Asset allocation is an important component to any portfolio. It deals with the ratio between various asset classes such as stocks and bonds. Many investors don’t know where to start or how to determine if their asset allocation is appropriate based on their objectives or risk tolerance. Below are four strategies to determine an appropriate asset allocation. Each one with pros and cons.
- Rule-of-thumb Formulas are useful for quick planning purposes. For an investor, this should be a starting point to see if their current allocation is in the ballpark.
- Risk Tolerance. Investors can complete questionnaires which can identify how comfortable they feel about volatility in their portfolio. The questions identify how the investor would feel if they were to see their account value decline by X% over various time frames. Based on their answers, a portfolio is designed around their risk profile. This is an objective data-driven solution, which many find appealing. But an investor’s risk profile is not static. It changes day to day, depending on their experiences, the news, and a variety of other factors. When the economy has a negative outlook, an investor’s appetite for risk is usually much lower than when the economy is bullish.
- Stage of Life. Age based asset allocations that adjust over time have grown in popularity. The premise is simple: as an investor gets closer to retirement, his allocation shifts to more conservative asset classes. This can help reduce the risk of extreme market volatility right before they enter retirement. The downside, this approach does not factor in personal considerations such as risk tolerance, longevity or financial goals.

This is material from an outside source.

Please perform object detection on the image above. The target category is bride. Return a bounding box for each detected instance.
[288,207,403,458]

- Goal based. At times, we have built portfolios around a client’s financial goal, such as having $500,000 in assets by the time they retire. We can show the client the risk factors he/she would take on to try to reach that goal. This often sparks a conversation with the client about other factors that should be explored, such as increasing the savings rate or adjusting the goal.
If you’re looking to get started, begin with this popular rule of thumb: subtract your age from 110 to determine your stock percentage, put 10% in cash, and the remainder in bonds. From there, you can edge the portfolio to be more aggressive by increasing your stock holdings or more conservative by increasing cash or bonds.
This is starting point, although you should seek professional guidance in determining an asset allocation that will meet your objectives.